Is 21st century poverty real?

If you think about poverty in the UK you might picture Victorian workhouses, the slums of the 1930s, or the dole queues of the 1980s. After all, we’re in the 21st century now – everyone has a smartphone and a high quality of life. But beneath the veneer of national prosperity lies the distasteful fact that a fifth of people in the UK are in poverty.

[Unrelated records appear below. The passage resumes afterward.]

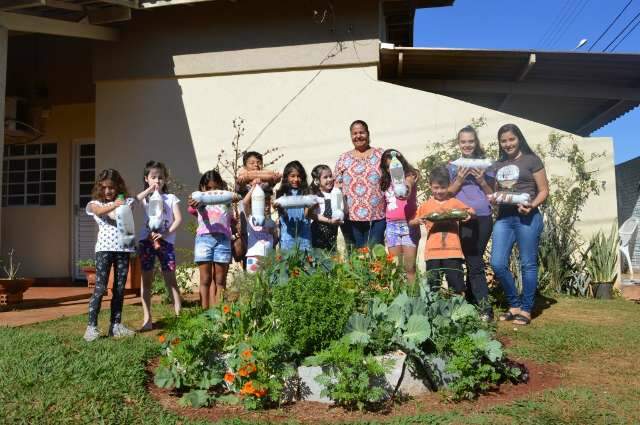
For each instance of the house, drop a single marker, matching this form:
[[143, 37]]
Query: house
[[628, 195], [114, 83]]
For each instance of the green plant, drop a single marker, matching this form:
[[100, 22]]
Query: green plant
[[90, 262], [350, 377], [602, 256], [476, 363], [312, 310], [10, 269]]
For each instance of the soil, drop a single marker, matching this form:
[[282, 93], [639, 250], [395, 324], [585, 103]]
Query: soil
[[541, 377]]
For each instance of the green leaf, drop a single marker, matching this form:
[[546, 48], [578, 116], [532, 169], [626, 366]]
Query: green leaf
[[357, 331], [164, 378], [195, 398], [463, 311], [418, 329]]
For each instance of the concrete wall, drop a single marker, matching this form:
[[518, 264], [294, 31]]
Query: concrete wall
[[245, 36], [306, 113], [41, 235]]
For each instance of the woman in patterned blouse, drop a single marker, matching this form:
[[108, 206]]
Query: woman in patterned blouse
[[357, 174]]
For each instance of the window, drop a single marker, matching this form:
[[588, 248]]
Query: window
[[29, 174]]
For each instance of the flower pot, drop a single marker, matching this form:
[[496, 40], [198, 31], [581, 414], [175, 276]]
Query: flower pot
[[90, 274], [603, 290], [12, 290]]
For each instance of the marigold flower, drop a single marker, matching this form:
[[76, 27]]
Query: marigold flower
[[248, 389]]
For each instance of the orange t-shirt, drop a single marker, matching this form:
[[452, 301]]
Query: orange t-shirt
[[443, 238]]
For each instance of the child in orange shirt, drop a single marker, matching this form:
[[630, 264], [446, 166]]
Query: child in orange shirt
[[443, 251]]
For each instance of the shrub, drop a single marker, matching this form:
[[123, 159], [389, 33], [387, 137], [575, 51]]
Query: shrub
[[312, 311]]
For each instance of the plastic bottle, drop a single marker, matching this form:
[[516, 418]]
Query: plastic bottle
[[257, 205], [337, 204], [397, 176]]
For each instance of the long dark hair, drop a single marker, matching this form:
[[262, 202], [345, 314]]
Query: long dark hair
[[385, 180], [522, 142], [316, 173], [478, 152], [115, 177], [212, 176], [285, 188], [150, 165]]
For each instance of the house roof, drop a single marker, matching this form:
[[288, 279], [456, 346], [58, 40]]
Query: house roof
[[573, 91]]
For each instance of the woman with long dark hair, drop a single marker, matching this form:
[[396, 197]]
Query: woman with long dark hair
[[357, 174], [518, 170], [471, 186]]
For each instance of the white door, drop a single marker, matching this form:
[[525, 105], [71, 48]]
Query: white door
[[85, 228]]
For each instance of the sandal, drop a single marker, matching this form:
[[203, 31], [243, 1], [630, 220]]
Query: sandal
[[521, 319], [507, 317]]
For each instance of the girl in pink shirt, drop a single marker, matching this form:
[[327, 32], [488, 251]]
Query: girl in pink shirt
[[400, 238]]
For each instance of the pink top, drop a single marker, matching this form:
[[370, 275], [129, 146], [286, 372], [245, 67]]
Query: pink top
[[213, 219], [359, 179], [401, 209]]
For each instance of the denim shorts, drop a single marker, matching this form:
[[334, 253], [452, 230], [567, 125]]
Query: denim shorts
[[399, 233], [212, 248]]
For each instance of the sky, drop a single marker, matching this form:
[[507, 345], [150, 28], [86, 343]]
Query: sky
[[557, 25]]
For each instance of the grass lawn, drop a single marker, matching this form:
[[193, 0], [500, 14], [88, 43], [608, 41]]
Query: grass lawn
[[48, 374]]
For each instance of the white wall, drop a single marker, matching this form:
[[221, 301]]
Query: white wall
[[186, 122]]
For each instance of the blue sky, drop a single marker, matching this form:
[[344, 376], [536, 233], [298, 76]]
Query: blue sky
[[540, 25]]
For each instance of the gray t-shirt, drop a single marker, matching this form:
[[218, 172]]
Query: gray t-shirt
[[519, 172]]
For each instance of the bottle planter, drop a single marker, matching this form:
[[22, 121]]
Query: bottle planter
[[12, 290], [602, 290]]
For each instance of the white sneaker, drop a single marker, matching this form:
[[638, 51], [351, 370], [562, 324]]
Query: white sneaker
[[118, 330], [91, 334]]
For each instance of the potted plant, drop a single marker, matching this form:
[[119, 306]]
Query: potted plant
[[89, 269], [602, 262], [12, 288]]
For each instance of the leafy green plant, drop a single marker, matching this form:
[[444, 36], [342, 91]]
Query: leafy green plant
[[602, 256], [312, 311], [476, 364], [350, 377]]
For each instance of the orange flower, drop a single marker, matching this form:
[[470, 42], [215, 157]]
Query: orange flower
[[248, 389], [229, 377], [376, 267]]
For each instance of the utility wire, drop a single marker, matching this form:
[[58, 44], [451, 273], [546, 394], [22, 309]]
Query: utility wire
[[625, 36], [621, 32], [610, 25]]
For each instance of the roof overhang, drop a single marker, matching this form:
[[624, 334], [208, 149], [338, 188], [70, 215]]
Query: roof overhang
[[575, 92]]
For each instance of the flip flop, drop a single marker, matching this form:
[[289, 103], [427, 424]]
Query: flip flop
[[521, 319]]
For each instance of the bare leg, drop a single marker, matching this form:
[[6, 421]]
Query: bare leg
[[172, 288], [206, 271], [220, 279], [145, 292]]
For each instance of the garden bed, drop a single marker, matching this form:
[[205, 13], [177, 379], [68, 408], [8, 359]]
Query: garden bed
[[541, 377]]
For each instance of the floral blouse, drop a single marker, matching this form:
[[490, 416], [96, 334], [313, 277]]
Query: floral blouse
[[359, 179]]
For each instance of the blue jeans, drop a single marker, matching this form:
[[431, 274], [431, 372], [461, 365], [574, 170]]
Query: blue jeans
[[358, 234], [525, 231]]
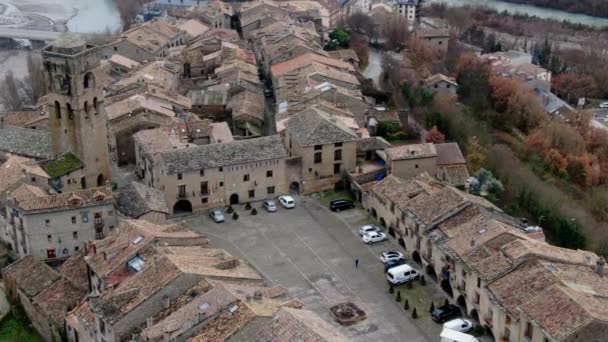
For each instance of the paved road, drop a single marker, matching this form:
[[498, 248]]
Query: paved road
[[311, 252], [28, 34], [374, 66]]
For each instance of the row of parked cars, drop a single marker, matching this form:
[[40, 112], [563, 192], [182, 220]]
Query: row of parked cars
[[270, 206], [399, 272]]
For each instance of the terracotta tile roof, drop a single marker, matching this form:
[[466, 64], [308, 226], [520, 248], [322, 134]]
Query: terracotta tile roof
[[31, 276], [295, 324], [137, 199], [56, 300], [314, 127], [307, 59], [415, 151], [80, 198]]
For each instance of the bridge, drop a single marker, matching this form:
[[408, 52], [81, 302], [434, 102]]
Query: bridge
[[34, 35]]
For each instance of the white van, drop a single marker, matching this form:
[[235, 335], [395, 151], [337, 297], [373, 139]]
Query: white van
[[449, 335], [401, 274]]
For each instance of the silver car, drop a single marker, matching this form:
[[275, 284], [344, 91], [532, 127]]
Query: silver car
[[270, 206], [216, 215]]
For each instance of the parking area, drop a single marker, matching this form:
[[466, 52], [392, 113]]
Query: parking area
[[312, 252]]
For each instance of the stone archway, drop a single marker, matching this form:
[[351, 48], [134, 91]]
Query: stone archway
[[294, 188], [101, 180], [447, 287], [182, 207], [430, 270], [416, 257], [462, 302], [474, 315]]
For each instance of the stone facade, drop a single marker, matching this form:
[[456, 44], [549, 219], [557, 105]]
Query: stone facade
[[76, 105]]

We’re used to being told that people in the UK aren’t really in poverty: that they’re just not working hard enough, or trying hard enough. That poor people are feckless and unable to budget, that their suffering is their own fault. But government figures for the financial year 2019/20201 (the most recent year with published data at the time of writing) shows that 22% of the UK population lives below the poverty line after paying housing costs – that’s 14.5 million people. Can they really all be to blame for the inadequacy of their income? Almost a third of children in the UK live in poverty, almost a fifth of pensioners, and more than a quarter of the households where someone has a disability – is that really because of a failure to budget? Or is something else going on?

I’ve lived in poverty. I know many people who still do. I’m not writing this blog for fun, or for money, but because I believe that the facts about poverty in the UK need to be shouted from the rooftops. There are many myths and sensationalist stories as well as misinformation and ignorance, and I want to cut through all that to the truth that lies beneath.